Philip Cook of Duke University said the Brady Act, passed in 1994 after President Reagan was shot, probably hasn’t worked very well either. The law, which prohibits gun sales to certain people, is hamstrung by an inefficient and ineffective reporting system and an incomplete database—much of which is by design of either Congress or state Legislatures.

Agencies are not sharing information. States, in part due to privacy laws, are not reporting mental health records. There are both technical and financial problems with fully implementing current restrictions.

The mentally ill, people with criminal records, and criminals with mental problems are still buying guns, said Linda Frisman of the University of Connecticut. In most places, no one comes to take away guns from people who are prohibited from having them.

Contrary to popular opinion, gun shows sell only a small percentage of the guns that wind up used in crimes. Most guns used in crimes (80 percent) are bought on the private market, and many are sold by federally licensed dealers. Surveys of dealers have found that a disturbing number (20 percent) admit they’d sell guns to people prohibited from buying a weapon, and Congress has blocked efforts to stamp out the illegal sales.

“We have a lot of laws that protect licensed gun dealers from inspections, license revocations, prosecution, lawsuits and even general embarrassment by hiding the data connected to different gun dealers,” said Daniel Webster of Hopkins. “Some gun dealers sell far, far more guns that wind up in the hands of criminals than other licensed dealers.”

One percent of gun dealers are responsible for half the guns used in crimes, said Jon Vernick, also of Hopkins. Yet Congress has limited inspections by the Bureau of Alcohol, Tobacco, Firearms and Explosives to one a year, and ATF is so underfunded that many dealers won’t see an inspection in 17 years.

Maybe people who own guns should be licensed, Vernick said. Every state has a requirement that cosmetologists are licensed, he pointed out, but only 17 states require gun licenses.

“An array of complementary actions have been proposed that make it fairly difficult even for a malevolent industry—which I do not think we have; we have essentially an amoral enterprise maximizing profits and minimizing liability—to make it difficult to thrive in legal commerce,” Wintemute said. There are options.

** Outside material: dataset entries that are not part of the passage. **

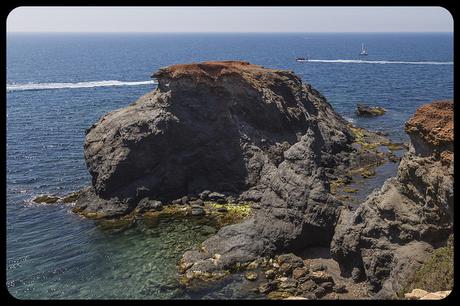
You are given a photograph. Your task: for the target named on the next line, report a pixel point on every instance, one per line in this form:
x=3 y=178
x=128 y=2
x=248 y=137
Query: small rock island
x=263 y=142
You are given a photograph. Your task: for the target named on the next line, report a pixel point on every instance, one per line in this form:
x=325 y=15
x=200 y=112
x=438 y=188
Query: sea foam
x=43 y=86
x=344 y=61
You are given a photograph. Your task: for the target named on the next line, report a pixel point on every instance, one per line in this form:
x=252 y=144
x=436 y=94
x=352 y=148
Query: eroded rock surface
x=229 y=127
x=391 y=234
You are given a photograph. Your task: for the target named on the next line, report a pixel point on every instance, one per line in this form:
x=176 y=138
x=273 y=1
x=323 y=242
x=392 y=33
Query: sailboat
x=363 y=50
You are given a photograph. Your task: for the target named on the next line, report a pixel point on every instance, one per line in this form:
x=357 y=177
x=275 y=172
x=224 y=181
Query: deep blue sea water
x=59 y=84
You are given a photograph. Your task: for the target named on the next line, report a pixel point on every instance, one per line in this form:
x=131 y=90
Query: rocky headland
x=396 y=229
x=268 y=157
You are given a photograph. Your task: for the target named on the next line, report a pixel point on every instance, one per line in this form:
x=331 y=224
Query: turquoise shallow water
x=58 y=85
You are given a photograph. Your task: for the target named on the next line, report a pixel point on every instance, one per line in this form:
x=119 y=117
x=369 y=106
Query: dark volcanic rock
x=233 y=128
x=296 y=209
x=394 y=231
x=148 y=205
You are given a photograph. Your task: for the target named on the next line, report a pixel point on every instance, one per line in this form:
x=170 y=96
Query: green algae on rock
x=47 y=199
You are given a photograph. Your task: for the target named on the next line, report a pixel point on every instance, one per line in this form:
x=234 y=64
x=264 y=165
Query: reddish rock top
x=214 y=69
x=434 y=122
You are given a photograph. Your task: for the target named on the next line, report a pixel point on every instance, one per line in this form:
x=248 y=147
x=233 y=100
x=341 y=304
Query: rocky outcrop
x=213 y=125
x=369 y=111
x=391 y=234
x=230 y=127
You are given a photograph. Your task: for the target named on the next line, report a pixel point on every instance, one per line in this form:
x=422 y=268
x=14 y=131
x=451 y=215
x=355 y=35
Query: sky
x=229 y=19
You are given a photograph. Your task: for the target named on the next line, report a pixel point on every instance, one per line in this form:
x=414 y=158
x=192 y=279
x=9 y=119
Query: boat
x=302 y=59
x=363 y=50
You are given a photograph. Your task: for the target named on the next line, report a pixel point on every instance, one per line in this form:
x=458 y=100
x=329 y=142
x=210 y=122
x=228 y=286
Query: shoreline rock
x=215 y=135
x=369 y=111
x=396 y=229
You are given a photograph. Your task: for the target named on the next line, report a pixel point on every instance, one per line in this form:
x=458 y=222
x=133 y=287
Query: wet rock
x=197 y=202
x=287 y=283
x=215 y=196
x=184 y=200
x=148 y=205
x=396 y=229
x=204 y=195
x=278 y=295
x=267 y=287
x=197 y=210
x=251 y=276
x=415 y=294
x=328 y=286
x=357 y=275
x=290 y=259
x=364 y=110
x=296 y=298
x=222 y=209
x=46 y=199
x=177 y=201
x=321 y=277
x=308 y=286
x=298 y=273
x=270 y=274
x=318 y=267
x=339 y=288
x=252 y=195
x=70 y=198
x=285 y=269
x=319 y=292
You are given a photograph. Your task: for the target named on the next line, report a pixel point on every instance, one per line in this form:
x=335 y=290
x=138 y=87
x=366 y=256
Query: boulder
x=369 y=111
x=148 y=205
x=197 y=210
x=229 y=127
x=395 y=230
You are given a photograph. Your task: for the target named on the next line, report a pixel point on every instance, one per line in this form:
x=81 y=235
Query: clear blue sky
x=230 y=19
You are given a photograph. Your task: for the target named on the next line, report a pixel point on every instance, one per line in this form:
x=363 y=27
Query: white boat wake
x=375 y=62
x=42 y=86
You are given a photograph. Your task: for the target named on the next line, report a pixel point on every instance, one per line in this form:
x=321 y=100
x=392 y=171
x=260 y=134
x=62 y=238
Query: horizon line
x=218 y=32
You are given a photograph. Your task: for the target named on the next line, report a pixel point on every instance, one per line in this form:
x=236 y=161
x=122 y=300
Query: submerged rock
x=365 y=110
x=391 y=234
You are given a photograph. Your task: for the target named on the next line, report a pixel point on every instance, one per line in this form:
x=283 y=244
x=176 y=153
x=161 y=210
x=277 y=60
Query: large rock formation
x=228 y=127
x=387 y=238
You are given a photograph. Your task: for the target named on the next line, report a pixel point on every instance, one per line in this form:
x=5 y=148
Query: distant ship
x=363 y=50
x=302 y=59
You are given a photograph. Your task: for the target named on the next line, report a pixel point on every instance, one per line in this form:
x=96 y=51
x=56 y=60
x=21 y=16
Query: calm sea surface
x=58 y=85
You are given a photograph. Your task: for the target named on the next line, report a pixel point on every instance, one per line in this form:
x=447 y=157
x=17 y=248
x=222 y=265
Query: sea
x=60 y=84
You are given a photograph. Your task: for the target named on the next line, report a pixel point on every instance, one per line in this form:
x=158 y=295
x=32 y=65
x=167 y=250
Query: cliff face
x=212 y=125
x=230 y=127
x=394 y=231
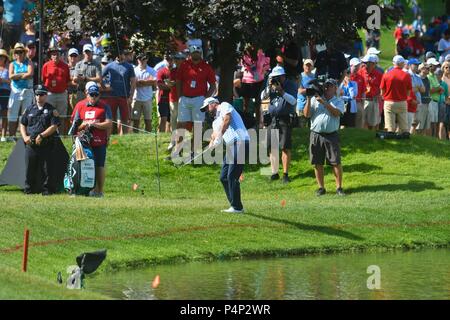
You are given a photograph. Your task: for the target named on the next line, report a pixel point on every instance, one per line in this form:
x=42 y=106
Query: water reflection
x=404 y=275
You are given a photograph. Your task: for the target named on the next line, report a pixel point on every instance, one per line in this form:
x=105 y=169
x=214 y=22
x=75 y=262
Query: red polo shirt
x=372 y=81
x=56 y=76
x=356 y=77
x=195 y=78
x=396 y=84
x=98 y=113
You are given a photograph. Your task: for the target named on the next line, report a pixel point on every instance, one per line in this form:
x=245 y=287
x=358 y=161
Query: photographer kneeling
x=325 y=113
x=283 y=100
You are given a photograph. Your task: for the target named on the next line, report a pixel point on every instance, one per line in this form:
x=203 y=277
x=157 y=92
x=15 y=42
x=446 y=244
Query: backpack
x=80 y=175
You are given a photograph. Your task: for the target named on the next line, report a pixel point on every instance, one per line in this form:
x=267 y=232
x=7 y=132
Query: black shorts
x=164 y=109
x=324 y=147
x=284 y=133
x=252 y=90
x=99 y=155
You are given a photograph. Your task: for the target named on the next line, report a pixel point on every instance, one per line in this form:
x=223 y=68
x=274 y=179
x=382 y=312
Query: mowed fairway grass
x=398 y=197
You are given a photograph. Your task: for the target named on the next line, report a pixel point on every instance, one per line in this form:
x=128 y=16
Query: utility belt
x=46 y=142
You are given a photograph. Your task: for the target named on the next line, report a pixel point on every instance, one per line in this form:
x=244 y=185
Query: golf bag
x=80 y=175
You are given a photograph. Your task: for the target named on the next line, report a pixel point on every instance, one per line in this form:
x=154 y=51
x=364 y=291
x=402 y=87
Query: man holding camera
x=282 y=93
x=325 y=113
x=38 y=127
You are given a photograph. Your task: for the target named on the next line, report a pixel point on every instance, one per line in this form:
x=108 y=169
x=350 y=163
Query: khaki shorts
x=141 y=107
x=422 y=117
x=433 y=111
x=372 y=112
x=396 y=113
x=59 y=101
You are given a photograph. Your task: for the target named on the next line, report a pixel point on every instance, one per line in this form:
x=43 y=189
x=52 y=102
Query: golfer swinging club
x=229 y=127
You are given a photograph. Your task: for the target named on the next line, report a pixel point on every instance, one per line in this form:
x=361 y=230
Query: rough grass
x=398 y=196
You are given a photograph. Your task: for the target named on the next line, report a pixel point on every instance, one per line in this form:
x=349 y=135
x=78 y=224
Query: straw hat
x=3 y=53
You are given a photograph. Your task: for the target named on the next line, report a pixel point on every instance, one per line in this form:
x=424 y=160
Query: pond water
x=422 y=274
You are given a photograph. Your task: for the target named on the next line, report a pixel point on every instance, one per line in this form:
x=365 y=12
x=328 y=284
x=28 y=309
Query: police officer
x=38 y=127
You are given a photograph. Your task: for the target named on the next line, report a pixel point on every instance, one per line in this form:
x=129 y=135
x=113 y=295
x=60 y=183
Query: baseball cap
x=331 y=81
x=373 y=50
x=179 y=55
x=433 y=61
x=398 y=59
x=31 y=43
x=354 y=62
x=91 y=84
x=88 y=47
x=193 y=49
x=207 y=102
x=370 y=58
x=438 y=71
x=429 y=55
x=73 y=51
x=308 y=61
x=105 y=59
x=40 y=89
x=277 y=71
x=413 y=61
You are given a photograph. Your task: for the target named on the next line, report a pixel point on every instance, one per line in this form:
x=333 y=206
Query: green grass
x=398 y=196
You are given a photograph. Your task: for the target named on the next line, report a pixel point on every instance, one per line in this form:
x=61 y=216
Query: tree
x=228 y=24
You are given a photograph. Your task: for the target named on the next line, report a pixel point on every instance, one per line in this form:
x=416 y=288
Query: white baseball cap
x=433 y=61
x=193 y=49
x=207 y=102
x=354 y=62
x=373 y=50
x=90 y=84
x=398 y=59
x=370 y=58
x=277 y=71
x=88 y=47
x=73 y=51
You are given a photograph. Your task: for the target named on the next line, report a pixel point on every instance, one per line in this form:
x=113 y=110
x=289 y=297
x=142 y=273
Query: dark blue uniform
x=40 y=175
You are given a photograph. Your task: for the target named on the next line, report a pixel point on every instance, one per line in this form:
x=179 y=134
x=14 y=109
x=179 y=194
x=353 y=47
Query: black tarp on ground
x=14 y=172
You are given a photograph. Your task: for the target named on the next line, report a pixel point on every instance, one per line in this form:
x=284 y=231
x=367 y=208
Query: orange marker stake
x=155 y=282
x=26 y=238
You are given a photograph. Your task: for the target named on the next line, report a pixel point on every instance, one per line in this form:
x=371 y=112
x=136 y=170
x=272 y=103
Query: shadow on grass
x=414 y=186
x=306 y=227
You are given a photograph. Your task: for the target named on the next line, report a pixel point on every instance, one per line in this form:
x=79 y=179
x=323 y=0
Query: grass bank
x=398 y=196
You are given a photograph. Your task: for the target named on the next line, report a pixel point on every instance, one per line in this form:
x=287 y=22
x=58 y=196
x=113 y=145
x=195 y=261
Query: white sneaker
x=233 y=210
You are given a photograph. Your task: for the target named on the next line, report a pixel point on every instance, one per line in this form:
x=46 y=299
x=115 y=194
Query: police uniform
x=40 y=175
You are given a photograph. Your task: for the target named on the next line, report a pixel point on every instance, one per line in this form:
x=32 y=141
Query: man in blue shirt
x=229 y=127
x=325 y=113
x=123 y=84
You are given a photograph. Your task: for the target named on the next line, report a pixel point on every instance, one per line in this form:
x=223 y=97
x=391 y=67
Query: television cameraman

All is not gloom, however.

America is not a particularly violent country, according to Matthew Miller of the Harvard School of Public Health. The rate of violent crimes falls right in the middle of the rates in other high-income nations. American kids are not more likely to get into fights at school, and Americans are not more likely to be mentally ill than people in comparable countries.

“What we do have is guns. Especially handguns. And we have more homicides,” Miller said. “Our firearm homicide rate is an order of magnitude higher than in these other countries. Our rates of homicides with non-gun mechanisms—knives, bats, whatever—is pretty much right where they are in other high income countries.”

And guns make all the difference, Miller said. “We’re not more violent, but when we are violent, we kill.”